Reputation: 3051
I am trying to use logistic regression to classify message into 'spam' or 'ham'. I used data source from http://archive.ics.uci.edu/ ml/datasets/SMS+Spam+Collection And I found that TFIDF is the right way to get features from text so I used the TfidfVectorizer from scikit learn and here is my code :
msg_df = pd.read_csv('data/sms', delimiter='\t', header = None)
X_train_data, X_test_data, y_train_data, y_test_data = train_test_split(msg_df[1],msg_df[0])
sms_vectorizer = TfidfVectorizer()
X_train_vector = sms_vectorizer.fit_transform(X_train_data)
X_test_vector = sms_vectorizer.transform(X_test_data)
classifier = LogisticRegression()
classifier.fit(X_train_vector, y_train_data)
sms_predictions = classifier.predict(X_test_vector)
print sms_predictions
for i, prediction in enumerate(sms_predictions[:5]):
print 'Prediction: %s. Message: %s' % (prediction, X_test_data[i])
KeyError Traceback (most recent call last)
<ipython-input-19-b5f57158f320> in <module>()
4 print sms_predictions
5 for i, prediction in enumerate(sms_predictions[:5]):
----> 6 print 'Prediction: %s. Message: %s' % (prediction, X_test_data[i])
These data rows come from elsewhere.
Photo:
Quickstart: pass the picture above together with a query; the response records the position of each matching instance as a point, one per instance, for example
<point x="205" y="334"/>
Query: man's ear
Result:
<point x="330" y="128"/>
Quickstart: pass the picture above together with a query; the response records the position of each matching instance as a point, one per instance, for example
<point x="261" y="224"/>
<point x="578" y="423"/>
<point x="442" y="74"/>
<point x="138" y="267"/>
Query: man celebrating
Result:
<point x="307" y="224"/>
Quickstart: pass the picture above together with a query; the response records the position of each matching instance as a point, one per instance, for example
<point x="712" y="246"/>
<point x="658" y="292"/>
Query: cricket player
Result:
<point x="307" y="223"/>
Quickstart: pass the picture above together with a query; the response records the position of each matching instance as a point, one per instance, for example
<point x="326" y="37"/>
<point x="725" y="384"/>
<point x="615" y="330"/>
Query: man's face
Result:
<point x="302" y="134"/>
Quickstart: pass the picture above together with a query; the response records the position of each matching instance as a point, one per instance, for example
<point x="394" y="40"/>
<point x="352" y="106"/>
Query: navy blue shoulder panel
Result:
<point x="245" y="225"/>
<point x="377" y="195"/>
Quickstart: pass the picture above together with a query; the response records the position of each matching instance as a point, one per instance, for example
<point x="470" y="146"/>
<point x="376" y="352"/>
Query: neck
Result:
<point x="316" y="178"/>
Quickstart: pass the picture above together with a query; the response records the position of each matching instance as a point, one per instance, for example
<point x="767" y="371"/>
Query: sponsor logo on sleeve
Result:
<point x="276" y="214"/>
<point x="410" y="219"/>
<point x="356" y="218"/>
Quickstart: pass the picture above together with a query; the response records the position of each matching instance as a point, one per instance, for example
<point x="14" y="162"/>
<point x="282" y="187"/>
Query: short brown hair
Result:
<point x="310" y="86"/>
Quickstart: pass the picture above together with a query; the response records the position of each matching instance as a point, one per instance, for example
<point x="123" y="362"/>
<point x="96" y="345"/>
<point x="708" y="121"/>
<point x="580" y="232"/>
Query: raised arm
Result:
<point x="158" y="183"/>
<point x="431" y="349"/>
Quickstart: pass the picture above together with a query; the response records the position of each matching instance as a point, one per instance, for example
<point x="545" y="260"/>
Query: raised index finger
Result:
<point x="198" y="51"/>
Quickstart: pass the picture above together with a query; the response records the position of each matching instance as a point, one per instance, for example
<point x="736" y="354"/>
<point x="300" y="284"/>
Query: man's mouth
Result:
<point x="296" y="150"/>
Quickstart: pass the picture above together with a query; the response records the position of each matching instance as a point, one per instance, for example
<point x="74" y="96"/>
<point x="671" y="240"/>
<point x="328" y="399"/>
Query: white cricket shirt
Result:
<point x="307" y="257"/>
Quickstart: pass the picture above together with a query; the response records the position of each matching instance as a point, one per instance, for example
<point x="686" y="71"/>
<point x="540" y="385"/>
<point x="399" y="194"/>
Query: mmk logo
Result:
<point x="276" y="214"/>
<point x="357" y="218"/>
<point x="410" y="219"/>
/usr/local/lib/python2.7/dist-packages/pandas/core/series.pyc in __getitem__(self, key)
555 def __getitem__(self, key):
556 try:
--> 557 result = self.index.get_value(self, key)
558
559 if not np.isscalar(result):
/usr/local/lib/python2.7/dist-packages/pandas/core/index.pyc in get_value(self, series, key)
1788
1789 try:
-> 1790 return self._engine.get_value(s, k)
1791 except KeyError as e1:
1792 if len(self) > 0 and self.inferred_type in ['integer','boolean']:
/usr/local/lib/python2.7/dist-packages/pandas/index.so in pandas.index.IndexEngine.get_value (pandas/index.c:3204)()
/usr/local/lib/python2.7/dist-packages/pandas/index.so in pandas.index.IndexEngine.get_value (pandas/index.c:2903)()
/usr/local/lib/python2.7/dist-packages/pandas/index.so in pandas.index.IndexEngine.get_loc (pandas/index.c:3843)()
/usr/local/lib/python2.7/dist-packages/pandas/hashtable.so in pandas.hashtable.Int64HashTable.get_item (pandas/hashtable.c:6525)()
/usr/local/lib/python2.7/dist-packages/pandas/hashtable.so in pandas.hashtable.Int64HashTable.get_item (pandas/hashtable.c:6463)()
KeyError: 0
Upvotes: 1
Views: 1529
Reputation: 25629
Start with this:
print sms_predictions
for i, prediction in enumerate(sms_predictions[:5]):
print i, prediction
#print 'Prediction: %s. Message: %s' % (prediction, X_test_data[i])
Upvotes: 2